At the beginning of 2019, just as my "TRIBE CALLED CATS" project came to an end, my sister and I lost our dearest Mother abruptly to cancer. The rest of 2019 is only a blur to me now, consisting of overwhelming grief all while working 13-hour graveyard shifts as a technician. At the very beginning of 2020, I began making a few molds (8 layers of silicon, followed by a rigid mother-mold) of some of my favorite pieces I had sculpted throughout the years. The process was humbling and tedious, but it was the first time in months that I felt anything other than the bottom. I began to feel normal. Music made me happy again and sounded like it had, and so I began utilizing every available time slot to get better and more precise with the mold making. At the beginning of March 2020: I began gathering "things to make things with", as I deemed these as the true essentials if things began to spiral out of control. Hundreds of pounds of mold making materials followed by hundreds of pounds of casting materials.

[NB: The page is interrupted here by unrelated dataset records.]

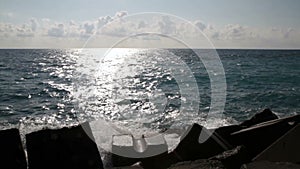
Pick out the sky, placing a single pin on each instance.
(172, 23)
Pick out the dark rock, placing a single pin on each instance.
(286, 148)
(192, 147)
(199, 164)
(226, 131)
(272, 165)
(12, 155)
(233, 159)
(259, 137)
(66, 148)
(263, 116)
(128, 150)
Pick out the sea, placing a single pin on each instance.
(141, 91)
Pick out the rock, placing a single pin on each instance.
(233, 159)
(12, 155)
(286, 148)
(135, 166)
(272, 165)
(199, 164)
(66, 148)
(226, 131)
(257, 138)
(263, 116)
(128, 150)
(193, 147)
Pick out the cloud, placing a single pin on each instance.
(57, 31)
(199, 24)
(121, 14)
(109, 28)
(34, 24)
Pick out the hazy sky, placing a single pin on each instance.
(226, 23)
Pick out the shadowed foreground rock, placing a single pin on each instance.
(257, 138)
(12, 155)
(199, 164)
(271, 165)
(233, 159)
(66, 148)
(286, 148)
(193, 146)
(128, 150)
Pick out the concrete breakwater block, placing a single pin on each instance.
(260, 136)
(199, 164)
(286, 148)
(128, 150)
(233, 159)
(12, 155)
(271, 165)
(66, 148)
(192, 146)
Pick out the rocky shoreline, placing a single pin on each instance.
(264, 141)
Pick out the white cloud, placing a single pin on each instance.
(34, 24)
(110, 28)
(57, 31)
(199, 24)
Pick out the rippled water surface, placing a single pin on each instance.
(141, 90)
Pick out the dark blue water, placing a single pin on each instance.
(47, 86)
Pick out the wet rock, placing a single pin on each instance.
(270, 165)
(263, 116)
(257, 138)
(199, 164)
(128, 150)
(66, 148)
(286, 148)
(12, 155)
(233, 159)
(199, 143)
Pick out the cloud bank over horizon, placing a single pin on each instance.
(106, 30)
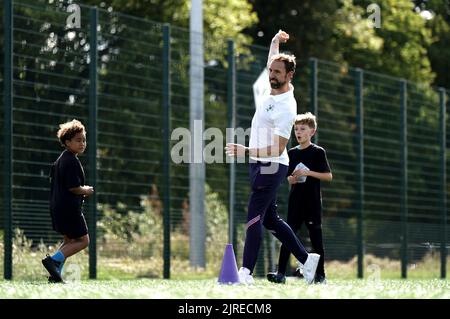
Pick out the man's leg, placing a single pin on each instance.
(315, 234)
(75, 245)
(264, 189)
(281, 230)
(295, 223)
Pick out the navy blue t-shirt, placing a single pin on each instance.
(66, 173)
(306, 198)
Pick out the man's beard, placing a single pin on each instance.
(276, 84)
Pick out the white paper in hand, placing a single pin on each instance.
(301, 179)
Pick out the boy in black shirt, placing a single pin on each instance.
(305, 199)
(67, 193)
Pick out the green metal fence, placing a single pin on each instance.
(385, 140)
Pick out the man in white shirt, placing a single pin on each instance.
(270, 133)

1999 - 2007 Wood Sculpture
I began my art career as physical therapy after surviving a house fire caused by a natural gas explosion. The fire occurred at a rental garage apartment near U of H where I was attending school. It was at night, and I assume I was asleep. I have little recollection neither of the accident nor of my hospital stay. I will refrain from the gory details of my hospital stay, as I rarely speak of this experience anymore. The experience changed me profoundly. I could not have made it through without the love and support from my family and friends. Most of my burns were to my arms, neck and back, with the worst of the damage to both arms. My grafts took well, but muscle, tendons and veins had been severely damaged in the flash of the explosion, thus making therapy a grueling, torturous and constant event. After 3 months my left arm and hand had definite improvement however, from the wrist down on my right hand I had little movement at all. Surgeons warned that if there was no immediate progress in the movement of the wrist, fingers, and knuckles that permanent loss was inevitable. This is when I was ordered to find a hobby which I could spend all day doing.
Soon after creating my first couple of carvings, I found myself completely obsessed and, more importantly, happy. The rush of creating and the concept of endless possibilities motivated me beyond words. Needless to say, I made a tremendous recovery and found true happiness in the same stride.